General impression: it seems that people who research metadata (and larger information/knowledge organization issues) are so deep into their domains that they think everybody else knows nothing about data/metadata. Perhaps, the audience of this webinar consisted largely of people who are unaware of anything relate to this topic. And that's why the first half hour was spent on pretty simple and uninformative issues of "what is data-metadata-science".
I heard such conversations so many times without any progress, that I began to think we should just skip it and move on. No agreed upon definitions can ever be provided for any more-less complex concept. And still talking about metadata as "data about data" is almost embarrassing. It's better to emphasize that having a shared description of data, e.g., who created them, where they come from, what they are about, etc., helps to produce good and verifiable research and to (re)use the data in the future.

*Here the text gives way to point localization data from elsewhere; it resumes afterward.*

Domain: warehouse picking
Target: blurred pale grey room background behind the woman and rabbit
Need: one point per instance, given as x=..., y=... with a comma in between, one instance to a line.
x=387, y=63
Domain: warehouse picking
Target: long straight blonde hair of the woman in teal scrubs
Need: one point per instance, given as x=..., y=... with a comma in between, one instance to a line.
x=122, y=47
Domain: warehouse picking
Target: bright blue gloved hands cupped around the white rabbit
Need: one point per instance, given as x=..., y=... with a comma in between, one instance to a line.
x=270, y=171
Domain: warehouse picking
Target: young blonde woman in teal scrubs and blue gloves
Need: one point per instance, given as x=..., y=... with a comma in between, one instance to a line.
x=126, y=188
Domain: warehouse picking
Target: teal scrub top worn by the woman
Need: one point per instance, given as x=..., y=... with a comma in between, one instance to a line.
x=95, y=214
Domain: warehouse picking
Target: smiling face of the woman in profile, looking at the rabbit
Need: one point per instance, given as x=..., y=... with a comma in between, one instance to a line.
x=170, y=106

As for how to create metadata, it seems that it still needs to be figured out and systematized, so researchers and librarians are on their own. The metadata world is messy. Possible criteria for the selection and evaluation of metadata schemes include:
And below are some common schemes according to their level of complexity:
|Simple (interoperable, easy to generate, multidisciplinary, flat, 15-25 properties)||Moderate (requires some expertise, more domain focused, extensible via connecting to other schemes)||Complex (requires domain expertise, hierarchical, many properties):|
|Dublin Core||Darwin Core||FGDC Content standard for digital geospatial metadata|
|MARC||Access to biological collections data (ABCD)|
|DataCite||Ecological metadata language||Data Documentation Initiative (DDI)|
A couple of interesting questions/challenges: how to integrate metadata creation into social settings / workflows, automated generation of metadata, metadata as linked data.